DTA analyses of these samples show on first heating an extrapolated onset of the endothermic effect at 460 ± 3 °C which represents the peritectic reaction (L + β-Bi2Rh \(\rightleftharpoons\) Bi4Rh) temperature (Table 4). This value is slightly lower than the one reported by Weitzer et al. (466 °C) but in perfect agreement with the 460 °C assessed by Predel. Two thermal effects with average temperatures of 328 ± 5 and 448 ± 2 °C were observed only in the corresponding second heating runs.
It was concluded that these correspond to the eutectoid and peritectoid reaction temperatures of (metastable) Bi3Rh, described by Weitzer et al. into α-Bi2Rh and Bi4Rh at 336 °C (Bi3Rh \(\rightleftharpoons\) Bi4Rh + α-Bi2Rh) and 433 °C (Bi4Rh + β-Bi2Rh \(\rightleftharpoons\) Bi3Rh). XRD measurements of samples after the DTA analyses did not show the Bi3Rh phase.
Combining the results of all analyses (Tables 3 and 4) suggests that Bi3Rh is actually a metastable phase which does not form in annealed samples, fully consistent with observations by Ross and Hume-Rothery who were likewise not able to detect the Bi3Rh phase. It is probably also in line with the report by Weitzer et al. who considered Bi3Rh to be a stable compound but found that it could only be obtained by annealing a mixture of Bi2Rh with a metastable phase, i.e., Bi14Rh3.
The Phase Bi2Rh
WDX/EDX measurements of all samples containing β-Bi2Rh show an average composition of 34.9 ± 0.5 at.% Rh independent of the annealing temperature. This value differs somewhat from the stoichiometric composition of 33.3 at.% Rh. It is thought that this discrepancy is due to problems with the WDX/EDX measurements: the characteristic XRD radiation spectra of Bi and Rh, especially the Bi M line at 2.419 keV and the Rh L
α1 line at 2.697 keV, are rather close, which makes it difficult to separate them in the measurement (see section 3.2). DTA results of samples containing the Bi2Rh phase show an invariant reaction at 785 ± 2 °C which presents the peritectic reaction (L + BiRh \(\rightleftharpoons\) β-Bi2Rh). This temperature is in better agreement with the results by Ross and Hume-Rothery (780 °C) and Kjekshus and Rakke (778 ± 4 °C) than with those reported by Ref 16, 18, and 22 where it is somewhat lower.
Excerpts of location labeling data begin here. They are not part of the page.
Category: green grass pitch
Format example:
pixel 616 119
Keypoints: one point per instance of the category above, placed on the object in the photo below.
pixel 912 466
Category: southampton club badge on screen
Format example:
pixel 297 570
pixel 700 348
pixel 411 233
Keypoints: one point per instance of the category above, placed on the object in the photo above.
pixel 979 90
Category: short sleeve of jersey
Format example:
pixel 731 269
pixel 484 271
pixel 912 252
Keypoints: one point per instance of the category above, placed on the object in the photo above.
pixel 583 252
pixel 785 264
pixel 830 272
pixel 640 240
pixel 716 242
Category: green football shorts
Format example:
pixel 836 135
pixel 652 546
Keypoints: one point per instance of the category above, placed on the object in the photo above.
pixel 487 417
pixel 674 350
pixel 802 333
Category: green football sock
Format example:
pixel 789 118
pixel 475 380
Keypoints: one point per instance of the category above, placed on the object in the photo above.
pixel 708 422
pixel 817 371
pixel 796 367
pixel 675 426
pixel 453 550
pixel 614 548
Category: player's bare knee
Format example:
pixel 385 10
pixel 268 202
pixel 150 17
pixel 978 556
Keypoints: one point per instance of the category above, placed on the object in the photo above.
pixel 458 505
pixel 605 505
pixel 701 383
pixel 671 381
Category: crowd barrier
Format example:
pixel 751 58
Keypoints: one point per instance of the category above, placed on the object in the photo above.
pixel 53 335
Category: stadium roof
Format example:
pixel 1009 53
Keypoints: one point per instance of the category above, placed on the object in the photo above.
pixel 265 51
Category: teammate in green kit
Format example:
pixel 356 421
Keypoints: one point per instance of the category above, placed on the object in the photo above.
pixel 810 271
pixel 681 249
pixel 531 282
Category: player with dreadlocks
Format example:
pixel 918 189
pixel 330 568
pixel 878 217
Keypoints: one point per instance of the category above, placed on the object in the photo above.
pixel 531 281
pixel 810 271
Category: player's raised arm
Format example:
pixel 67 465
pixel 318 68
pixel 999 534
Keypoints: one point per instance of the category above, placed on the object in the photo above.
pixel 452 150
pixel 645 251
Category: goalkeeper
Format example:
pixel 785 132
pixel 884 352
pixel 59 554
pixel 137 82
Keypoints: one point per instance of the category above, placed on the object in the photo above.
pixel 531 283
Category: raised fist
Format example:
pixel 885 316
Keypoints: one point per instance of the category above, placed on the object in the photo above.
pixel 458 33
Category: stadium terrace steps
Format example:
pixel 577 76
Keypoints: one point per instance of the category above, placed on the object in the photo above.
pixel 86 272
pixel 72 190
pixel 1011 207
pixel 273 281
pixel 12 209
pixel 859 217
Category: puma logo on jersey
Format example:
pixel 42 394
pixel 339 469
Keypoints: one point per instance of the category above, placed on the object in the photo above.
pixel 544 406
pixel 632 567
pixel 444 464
Weitzer et al. indicated the transition of α- into β-Bi2Rh at 370 °C which could not be verified here, neither by DTA nor by powder XRD measurements of annealed samples. The data obtained in this study indicate a much more complex transition, its temperature being different below and above 33.3 at.% Rh, respectively, and also depending on the presence or absence of metastable Bi3Rh or stable BiRh0.81 phase.
XRD analysis of a sample with the stoichiometric composition Bi66.7Rh33.3, annealed for 46 days at 400 °C, shows only α-Bi2Rh (Fig. 5, bottom). A sample with 35 at.% Rh, quenched from 730 °C, showed originally β-Bi2Rh and BiRh (Fig. 6, bottom); this sample was then subjected to high temperature XRD. On heating, the phase α-Bi2Rh appears at 250 °C and disappears between 400 and 450 °C indicating a transition α-Bi2Rh \(\rightleftharpoons\) β-Bi2Rh below 450 °C on the Rh-rich side. Unfortunately, Bi2Rh starts to decompose above 500 °C due to the evaporation of Bi in the evacuated high-temperature x-ray chamber and disappears completely around 550 °C, leaving only the BiRh phase.
The obtained XRD results are in good agreement with DTA data, which show in all samples with Rh contents ≥ 35 at.%, independently of the annealing parameters, an invariant effect at 448 ± 2 °C (Table 4) if the new phase BiRh0.81 is not present. Quenching experiments indicate that this transition temperature is approximately 440 ± 5 °C if the BiRh0.81 phase is present (Table 3).
The α \(\rightleftharpoons\) β transition temperature in the composition range below 33.3 at.% Rh is 426 ± 3 or 433 ± 3 °C, depending on the absence or presence of the metastable Bi3Rh phase. XRD investigations of samples with 23 (Fig. 5, top) and 28.4 at.% Rh, annealed at 430 °C, (Table 3) reveal the β modification of Bi2Rh, the sample with 28 at.% Rh, annealed at 400 °C, showed the α modification. These XRD results are in good agreement with DTA data, which show for all samples, independent of the annealing temperature, thermal arrests between 423 and 427 °C (Table 4). They also agree with values of Kuz´min and Zhuravlev (420 °C, DTA), Ross and Hume-Rothery[9,23] (430, 425 °C, high temperature XRD), Kjekshus and Rakke (425 ± 3 °C, DTA and quenching experiments) and Fjellvag and Furuseth (427 ± 10 °C, high temperature XRD).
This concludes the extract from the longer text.